We always want what we can’t have.
For me, it probably has something to do with the fact that I never saw these cars race in their glory days, instead growing up around their flawed and aging — yet often desirable — road-going cousins. Whatever the reason, there’s just something special to me about race cars from the ’80s and early ’90s. Out of all of the varied classes running at the Acura Grand Prix of Long Beach last weekend, Historic IMSA GTO was the one I was looking forward to the most.
It’s hard to put your finger on what exactly it is that makes these cars so special, but hearing the roars of decades-old, carburetor-fed, large-displacement V8s, as well as a handful of fours, sixes, and a rotary engine, echoing off the buildings in Long Beach strikes an innate, primal chord in me. While I’m fully interested in modern day racing as well as what the future holds for motorsport, sometimes it’s most inspiring to look into the past.

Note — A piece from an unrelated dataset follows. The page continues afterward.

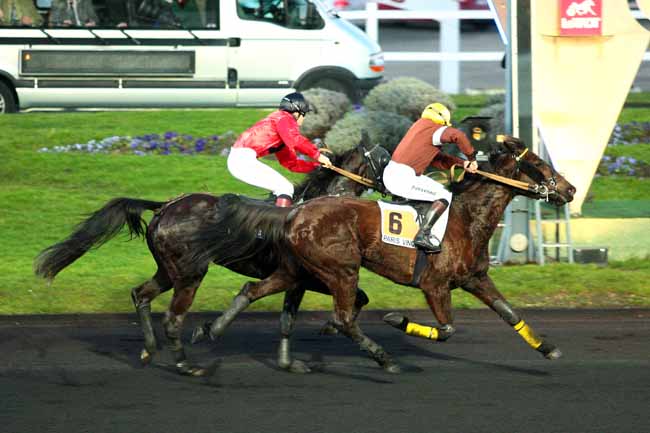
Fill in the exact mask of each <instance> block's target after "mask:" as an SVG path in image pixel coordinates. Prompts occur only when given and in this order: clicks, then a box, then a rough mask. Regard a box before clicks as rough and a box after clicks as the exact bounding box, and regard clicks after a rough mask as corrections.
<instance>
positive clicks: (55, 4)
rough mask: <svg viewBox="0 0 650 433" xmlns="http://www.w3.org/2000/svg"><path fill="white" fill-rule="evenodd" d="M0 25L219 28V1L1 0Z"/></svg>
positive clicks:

Since Sara and I were only at the Grand Prix for one day, and as such opted not to get media passes, I wanted to make sure we were around and shooting what we could during both sessions on Friday when the historic cars would be running.
All of the shots in this story were taken with general admission access, and while I might generally not bother putting a story together without what I would consider proper access, Paddy kindly nudged me to do exactly that. I’m glad, too, as the character of these images taken from behind the fences are unlike anything I would have captured otherwise.
I’ll dedicate a future article to shooting the event for a day without trackside access, but for now, a nostalgic blast from the past.
With the current IMSA SportsCar Championship series running alongside these historic cars over the weekend, it’s amazing to see how far we’ve come in the last couple decades.
At the same time, there’s no denying we’ve lost a certain and significant amount of charm and charisma along the way. The sounds, the smells, the timeless designs, the simple classic liveries – there’s nothing quite like it anymore.
What we’ve learned since the ’80s and ’90s as far as applying the laws of physics – namely aerodynamics – to our cars has all but ruined the way they look and feel. I don’t mean this in terms of specs or on a surface level, but rather in a deeper, sensory-based way.
I just don’t have the same level of enthusiasm when it comes to an equivalent modern paddock, and when I first spotted the historic car grid within the teams’ makeshift garages in the expo center, I quickly and happily started snapping away.
Of course, it is a race, which means there’s a winner.
The #76 1990 Nissan 300ZX piloted by Craig Bennett took home the first place trophy, also clocking the fastest lap of the day with a 1:24.448. In comparison, the fastest lap during the IMSA GTLM race was a 1:17.215 — a new class record.
The GTLM class consists of cars like the 911 RSR, Corvette C7.R, BMW M8 GTE and the Ford GT, but I’ll take a grid of two dozen historic IMSA cars any day. They may be a good few seconds off the pace of what’s possible today, but they’re better in their own right.
An era where the cars looked as mean as they sounded and drivers had gonads the size of the big engines they were running up front, there’s simply no replacement for the racers of yesteryear.